The linear subgroup dose-response meta-analyses that we performed gave generally consistent results. Some heterogeneity existed in the analysis by prostate cancer risk groups (inverse association between body mass index and all cause mortality among the high risk/advanced group and positive association in the other groups). A general limitation of this subgroup analysis is that most studies included a mixture of aggressive and non-aggressive prostate cancer tumours, often defined with a combination of stage, grade, and sometimes information on levels of prostate specific antigen.
Our observation of improved overall survival in patients with advanced prostate cancer with a higher body mass index agrees with previous studies.57 59 66 95 Potential explanations include better response to treatment, protection from greater caloric reserve, or favourable metabolic profiles. Higher body mass index has been associated with improved prognosis in advanced melanoma and kidney cancer, and mechanisms proposed involve downregulation of certain oncogenes or factors affecting responses related to immunity after inhibitor drug treatments are given.58 96 Selection bias is another potential explanation and could be more prevalent in studies of patients with advanced prostate cancer that most likely have included individuals with the best possible health status in their samples.
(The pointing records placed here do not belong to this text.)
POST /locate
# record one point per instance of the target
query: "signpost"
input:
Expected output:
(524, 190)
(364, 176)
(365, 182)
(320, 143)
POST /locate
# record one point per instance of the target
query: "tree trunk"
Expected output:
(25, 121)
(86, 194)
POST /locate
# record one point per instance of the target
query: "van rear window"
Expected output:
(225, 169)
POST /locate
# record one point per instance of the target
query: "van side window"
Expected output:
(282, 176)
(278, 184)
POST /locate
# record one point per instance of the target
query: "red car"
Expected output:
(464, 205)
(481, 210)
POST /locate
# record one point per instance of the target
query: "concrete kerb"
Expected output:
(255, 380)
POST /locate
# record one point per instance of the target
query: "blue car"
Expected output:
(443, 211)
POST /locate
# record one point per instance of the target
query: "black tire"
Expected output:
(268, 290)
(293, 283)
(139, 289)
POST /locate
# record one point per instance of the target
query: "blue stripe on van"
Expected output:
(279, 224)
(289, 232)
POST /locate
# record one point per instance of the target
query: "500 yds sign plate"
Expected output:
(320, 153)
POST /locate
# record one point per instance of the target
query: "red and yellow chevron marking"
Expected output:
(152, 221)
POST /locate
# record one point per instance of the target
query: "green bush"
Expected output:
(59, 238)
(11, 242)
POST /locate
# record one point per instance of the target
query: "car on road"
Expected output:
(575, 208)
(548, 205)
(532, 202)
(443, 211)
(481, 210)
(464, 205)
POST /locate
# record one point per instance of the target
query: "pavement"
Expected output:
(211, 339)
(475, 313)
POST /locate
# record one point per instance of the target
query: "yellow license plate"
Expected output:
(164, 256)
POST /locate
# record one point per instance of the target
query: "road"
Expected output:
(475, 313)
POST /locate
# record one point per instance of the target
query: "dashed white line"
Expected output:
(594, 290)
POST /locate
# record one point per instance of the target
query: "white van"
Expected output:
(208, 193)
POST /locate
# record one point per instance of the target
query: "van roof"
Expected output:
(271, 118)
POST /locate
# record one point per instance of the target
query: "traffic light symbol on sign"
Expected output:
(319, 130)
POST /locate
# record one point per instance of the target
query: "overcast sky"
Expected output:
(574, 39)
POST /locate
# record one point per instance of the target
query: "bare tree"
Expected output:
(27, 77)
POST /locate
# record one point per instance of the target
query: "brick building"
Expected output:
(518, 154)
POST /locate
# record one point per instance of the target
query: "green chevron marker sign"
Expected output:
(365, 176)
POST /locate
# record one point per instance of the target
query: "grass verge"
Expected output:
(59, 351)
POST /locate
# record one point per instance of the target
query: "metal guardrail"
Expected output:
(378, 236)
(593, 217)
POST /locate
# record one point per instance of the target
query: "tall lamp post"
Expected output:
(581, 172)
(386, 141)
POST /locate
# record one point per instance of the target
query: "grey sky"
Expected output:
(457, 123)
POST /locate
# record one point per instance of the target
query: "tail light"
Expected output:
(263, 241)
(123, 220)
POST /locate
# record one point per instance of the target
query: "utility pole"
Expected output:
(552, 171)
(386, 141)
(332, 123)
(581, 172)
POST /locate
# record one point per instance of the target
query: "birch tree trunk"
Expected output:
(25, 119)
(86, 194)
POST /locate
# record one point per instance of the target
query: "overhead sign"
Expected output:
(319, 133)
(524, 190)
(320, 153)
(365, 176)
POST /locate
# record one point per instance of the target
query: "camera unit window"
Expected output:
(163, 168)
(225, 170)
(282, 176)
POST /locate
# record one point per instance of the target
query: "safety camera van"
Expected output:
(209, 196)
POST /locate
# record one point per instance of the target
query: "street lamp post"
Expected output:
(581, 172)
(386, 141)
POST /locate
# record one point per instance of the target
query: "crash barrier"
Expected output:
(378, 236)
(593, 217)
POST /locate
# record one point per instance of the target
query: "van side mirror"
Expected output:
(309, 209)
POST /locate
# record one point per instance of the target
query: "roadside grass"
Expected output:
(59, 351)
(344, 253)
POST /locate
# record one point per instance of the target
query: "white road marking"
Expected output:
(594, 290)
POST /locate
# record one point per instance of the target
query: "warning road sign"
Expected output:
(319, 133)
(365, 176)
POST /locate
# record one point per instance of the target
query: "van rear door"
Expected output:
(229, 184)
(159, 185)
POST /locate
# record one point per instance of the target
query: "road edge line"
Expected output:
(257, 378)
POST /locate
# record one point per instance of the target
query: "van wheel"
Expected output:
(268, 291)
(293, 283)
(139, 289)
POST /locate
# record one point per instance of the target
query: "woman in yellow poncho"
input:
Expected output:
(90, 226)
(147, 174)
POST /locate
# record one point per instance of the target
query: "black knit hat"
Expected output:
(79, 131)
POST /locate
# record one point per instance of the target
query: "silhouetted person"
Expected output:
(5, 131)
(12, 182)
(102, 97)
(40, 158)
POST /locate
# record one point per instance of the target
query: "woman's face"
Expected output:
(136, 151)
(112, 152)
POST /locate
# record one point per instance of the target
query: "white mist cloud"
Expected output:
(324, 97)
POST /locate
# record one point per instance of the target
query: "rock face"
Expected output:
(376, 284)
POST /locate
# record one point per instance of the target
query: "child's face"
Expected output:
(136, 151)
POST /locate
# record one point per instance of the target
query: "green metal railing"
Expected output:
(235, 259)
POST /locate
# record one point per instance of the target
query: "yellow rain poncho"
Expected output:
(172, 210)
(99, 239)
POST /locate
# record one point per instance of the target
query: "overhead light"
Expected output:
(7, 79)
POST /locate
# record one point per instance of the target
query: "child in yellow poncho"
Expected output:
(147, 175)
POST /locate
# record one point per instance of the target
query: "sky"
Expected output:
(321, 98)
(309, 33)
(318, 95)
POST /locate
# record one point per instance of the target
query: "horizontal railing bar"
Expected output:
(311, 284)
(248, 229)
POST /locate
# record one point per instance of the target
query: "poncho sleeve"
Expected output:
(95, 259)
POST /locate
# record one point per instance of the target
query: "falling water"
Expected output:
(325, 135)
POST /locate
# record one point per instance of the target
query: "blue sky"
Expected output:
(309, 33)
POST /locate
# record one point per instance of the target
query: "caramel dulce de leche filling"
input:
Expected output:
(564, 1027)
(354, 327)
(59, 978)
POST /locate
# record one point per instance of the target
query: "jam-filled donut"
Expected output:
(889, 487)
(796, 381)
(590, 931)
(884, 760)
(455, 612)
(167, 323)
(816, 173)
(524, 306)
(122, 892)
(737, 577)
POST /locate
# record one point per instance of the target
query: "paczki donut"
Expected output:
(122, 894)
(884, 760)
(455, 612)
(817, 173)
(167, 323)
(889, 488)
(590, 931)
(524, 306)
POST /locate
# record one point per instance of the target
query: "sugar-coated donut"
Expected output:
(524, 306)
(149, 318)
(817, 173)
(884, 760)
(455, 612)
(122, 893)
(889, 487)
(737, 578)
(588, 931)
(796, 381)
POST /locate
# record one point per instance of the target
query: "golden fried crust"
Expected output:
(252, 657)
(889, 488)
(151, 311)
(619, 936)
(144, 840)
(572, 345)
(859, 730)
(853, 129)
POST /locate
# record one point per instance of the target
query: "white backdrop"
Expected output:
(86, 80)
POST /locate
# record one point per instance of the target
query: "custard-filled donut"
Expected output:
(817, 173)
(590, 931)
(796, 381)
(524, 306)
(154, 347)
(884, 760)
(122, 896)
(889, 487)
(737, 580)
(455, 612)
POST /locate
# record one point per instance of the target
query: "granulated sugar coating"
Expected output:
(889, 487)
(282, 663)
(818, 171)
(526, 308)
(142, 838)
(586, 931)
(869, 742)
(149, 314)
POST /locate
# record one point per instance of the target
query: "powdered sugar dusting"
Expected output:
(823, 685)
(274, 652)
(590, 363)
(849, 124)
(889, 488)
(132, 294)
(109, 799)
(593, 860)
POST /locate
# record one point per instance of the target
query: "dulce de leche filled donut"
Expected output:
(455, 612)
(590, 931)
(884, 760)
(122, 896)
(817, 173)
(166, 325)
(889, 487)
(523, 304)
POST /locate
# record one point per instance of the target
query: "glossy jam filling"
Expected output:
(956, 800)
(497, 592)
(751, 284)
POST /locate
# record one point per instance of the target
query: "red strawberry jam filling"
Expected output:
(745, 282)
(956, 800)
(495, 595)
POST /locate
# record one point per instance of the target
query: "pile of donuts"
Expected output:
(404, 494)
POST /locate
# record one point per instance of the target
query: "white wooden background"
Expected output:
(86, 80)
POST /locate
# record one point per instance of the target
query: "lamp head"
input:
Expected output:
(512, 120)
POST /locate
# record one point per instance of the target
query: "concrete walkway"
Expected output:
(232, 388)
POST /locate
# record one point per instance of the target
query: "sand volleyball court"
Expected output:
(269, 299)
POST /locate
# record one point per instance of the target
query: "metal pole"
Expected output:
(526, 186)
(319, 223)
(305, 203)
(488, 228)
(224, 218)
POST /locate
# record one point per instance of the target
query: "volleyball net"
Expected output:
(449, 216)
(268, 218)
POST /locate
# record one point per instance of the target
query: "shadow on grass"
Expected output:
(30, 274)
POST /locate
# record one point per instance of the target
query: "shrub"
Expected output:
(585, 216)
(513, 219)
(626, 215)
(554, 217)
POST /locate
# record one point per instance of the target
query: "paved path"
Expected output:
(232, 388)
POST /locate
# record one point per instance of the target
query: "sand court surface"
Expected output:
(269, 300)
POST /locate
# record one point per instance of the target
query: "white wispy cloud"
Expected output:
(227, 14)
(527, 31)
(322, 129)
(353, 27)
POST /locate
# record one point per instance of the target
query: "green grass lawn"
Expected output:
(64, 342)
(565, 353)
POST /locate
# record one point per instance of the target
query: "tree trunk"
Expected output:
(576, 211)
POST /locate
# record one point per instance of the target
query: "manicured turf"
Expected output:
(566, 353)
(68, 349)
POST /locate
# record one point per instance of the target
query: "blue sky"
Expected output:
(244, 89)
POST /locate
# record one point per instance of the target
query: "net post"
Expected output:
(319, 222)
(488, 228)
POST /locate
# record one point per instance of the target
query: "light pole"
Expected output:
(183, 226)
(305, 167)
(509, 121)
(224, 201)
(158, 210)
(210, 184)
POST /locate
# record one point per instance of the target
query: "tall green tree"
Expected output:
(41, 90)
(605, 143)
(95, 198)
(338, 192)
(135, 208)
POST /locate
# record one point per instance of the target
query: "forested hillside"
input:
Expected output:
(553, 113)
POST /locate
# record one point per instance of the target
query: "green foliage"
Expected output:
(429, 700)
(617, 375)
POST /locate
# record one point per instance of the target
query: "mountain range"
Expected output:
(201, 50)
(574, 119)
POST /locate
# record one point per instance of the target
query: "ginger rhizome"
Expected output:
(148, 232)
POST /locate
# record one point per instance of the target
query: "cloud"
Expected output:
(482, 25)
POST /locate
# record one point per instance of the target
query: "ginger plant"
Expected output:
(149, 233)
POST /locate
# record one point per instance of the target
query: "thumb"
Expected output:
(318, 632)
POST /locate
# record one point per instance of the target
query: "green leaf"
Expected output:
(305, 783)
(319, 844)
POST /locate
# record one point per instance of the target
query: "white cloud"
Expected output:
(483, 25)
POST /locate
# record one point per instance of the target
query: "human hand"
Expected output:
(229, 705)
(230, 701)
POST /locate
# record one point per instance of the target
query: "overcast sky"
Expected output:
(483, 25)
We found some heterogeneity in analysis by geographical location although most studies originated from the US or Europe. The two Japanese studies in men with metastatic prostate cancer showed inverse associations (body mass index and all cause mortality). None of the studies from Europe or the US included a homogenous sample of patients with metastatic prostate cancer. In Japan, screening for prostate specific antigen is reported to be low.97 This observation could explain the higher number of metastatic cancers at diagnosis in Japan in comparison to western countries.98 However the differences observed might be related to the different participation of patients with metastatic disease in each region or study.
Most studies in this review were conducted in white patients and therefore studies in ethnically diverse under-represented populations with different body compositions are necessary to resolve ethnic differences in cancer survival84 and obtain more widely generalisable results. Finally, associations between adiposity and other causes of death should be evaluated further.